Hierarchy support in HTML [Was: Tables: what can go in a cell]

Daniel W. Connolly (connolly@hal.com)
Wed, 8 Feb 95 12:19:07 EST

In message <01HMRR3JV3TQ8Y5MKR@oax-2mr.mr.ornl.gov>, James D Mason writes:
> Although current
>HTML is nonhierarchical, I believe that it will need to evolve towards
>hierarchical models if it is to be able to deal with scientific and technical
>information, among other things. (In other words, I'd like to see <body>
>enforced as a container and would go even further to replace <h1>, <h2>, etc.
>with container elements that consist of a title followed by data that might
>include lower-level container element.)

Could you elaborate on this? I'd like to see:

* a statement of the problem as you see it

* a proposed solution

* a demonstration that this solution is globally cost-effective
without being locally prohibitive (i.e. the sum of all the
effort of deploying this solution is less than the cost of
dealing with the problem with existing technology, and yet
no one party bears too much of the burden. For example, if
you require every information provider to do something, it
had better be minimal.)

* a discussion of graceful deployment and interoperability issues.

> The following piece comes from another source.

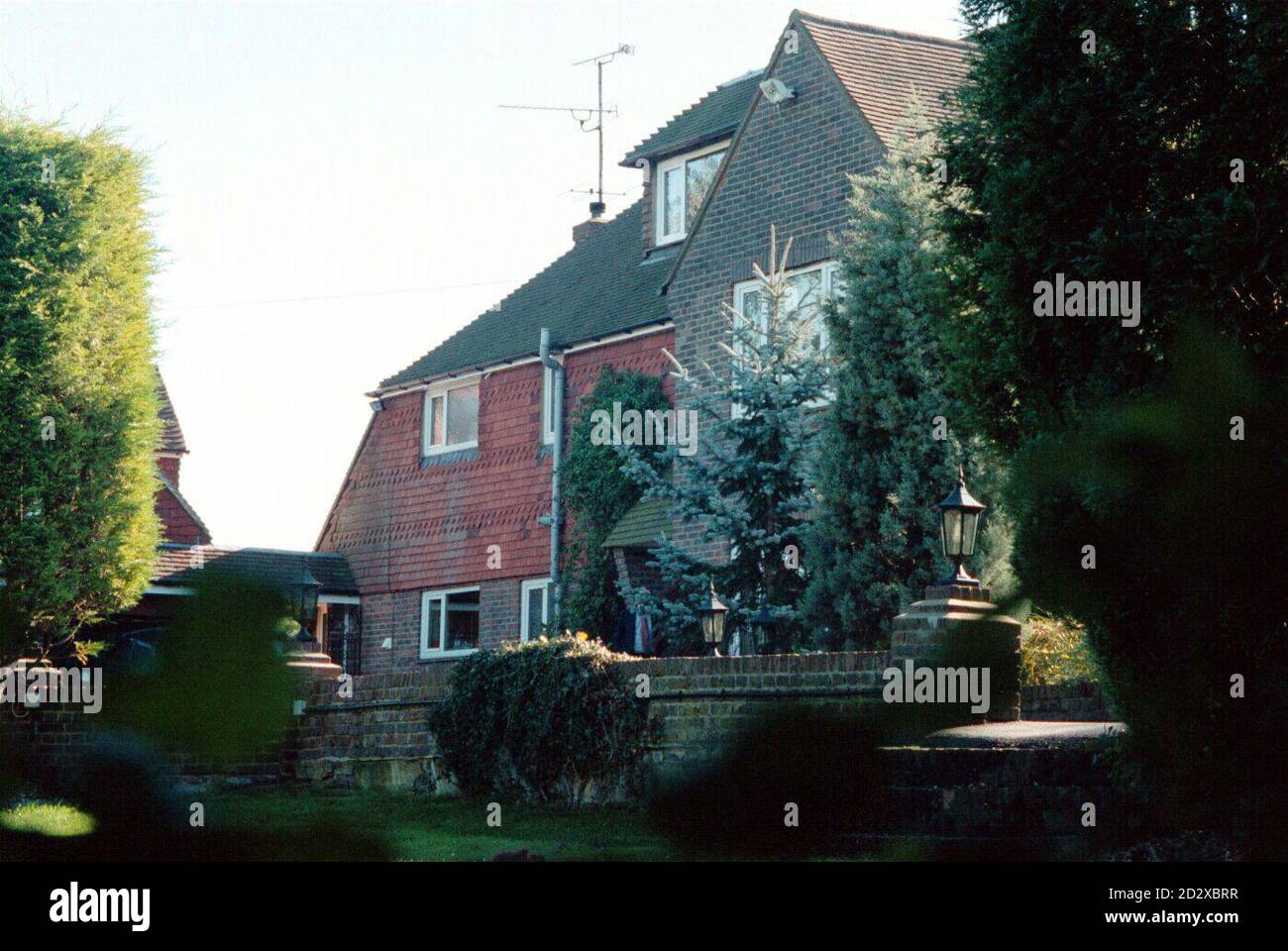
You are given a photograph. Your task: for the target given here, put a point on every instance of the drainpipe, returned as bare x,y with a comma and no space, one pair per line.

Granted, the situation as it stands is not optimial. I wish that
everybody who ever stuck an html page on a web server had validated it
first from day 1, and that if they had found the DTD restrictive, they
would have tweaked it and discussed their tweaks with other folks.

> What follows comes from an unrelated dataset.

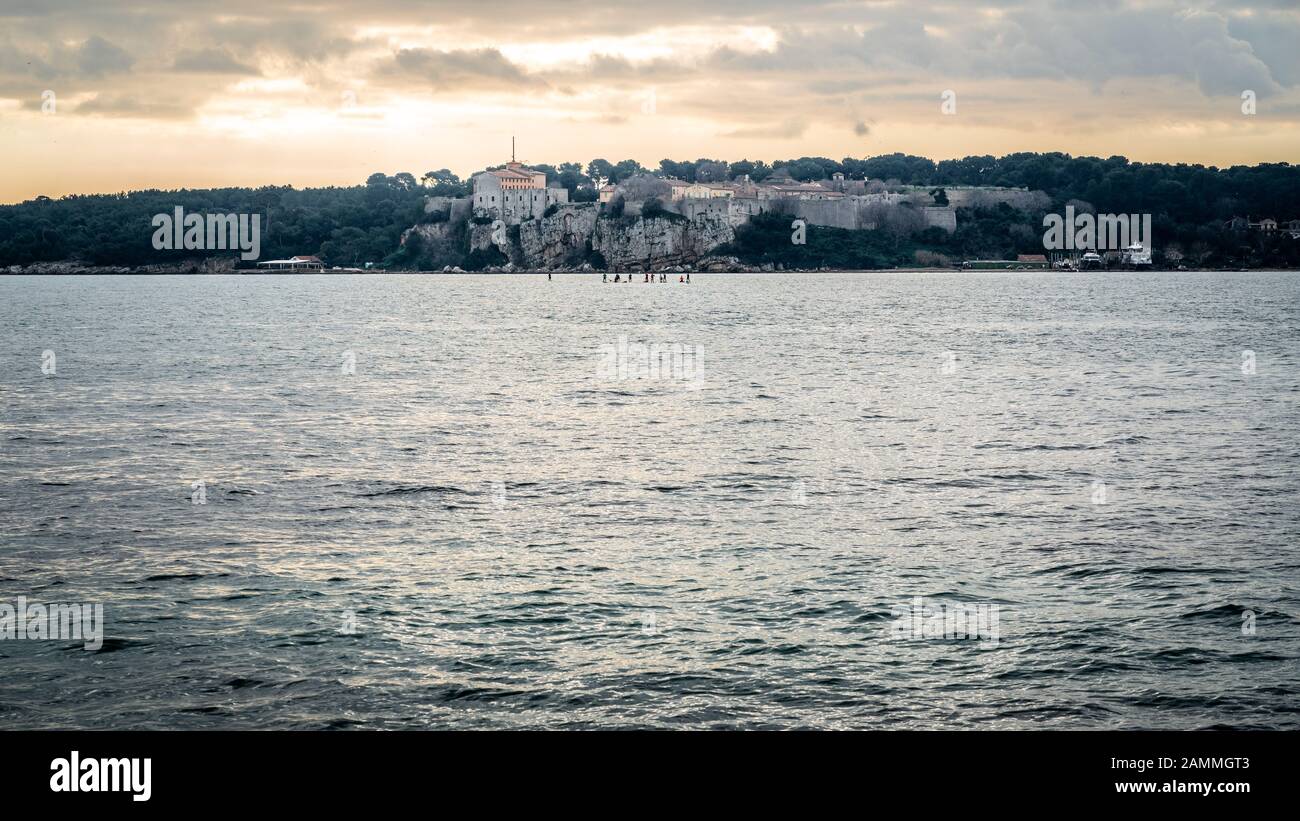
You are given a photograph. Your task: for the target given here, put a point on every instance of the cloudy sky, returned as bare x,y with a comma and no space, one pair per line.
111,95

[By the way: I do this all the time. I use CVS to manage my web, and
every time I commit a change, I use CVS hooks to validate my html
files. So nothing gets into my public web without being validated. I
hope to make this sort of toolset widely available someday... let me
know if you want to help.]

But here we are. The question is: what steps can we take to enhance
the situation without breaking things.

One nifty thing to do would be to add support in the popular servers
for validating documents. For example: some sort of "sgml cop daemon"
could walk through the tree of documents, validating them, and
changing them to be not world-readable if they don't pass.

Now why would anybody do that?

Suppose they're O'Reilly or Digital, or somebody who wants to maintain
a certain "house style". They could tweak the DTD locally so that
documents must conform to the HTML 2.0 spec, plus house style rules
(every page has an <address> either at the beginning or the end of the
body... every page has at least one <link> tag...)

Another idea is to enhance browsers to support a "validating mode" so
that while folks are previewing their documents, they can SGML
validate them. I hope that sort of thing gets deployed in my lifetime,
but I can't make a good case that it's cost effective right now.

Plug: the QuarterDeck HTML authoring add-on to Word-for-windows 6.0
does exactly that: validates your document when you save it. I hope
more authoring tools support this sort of thing.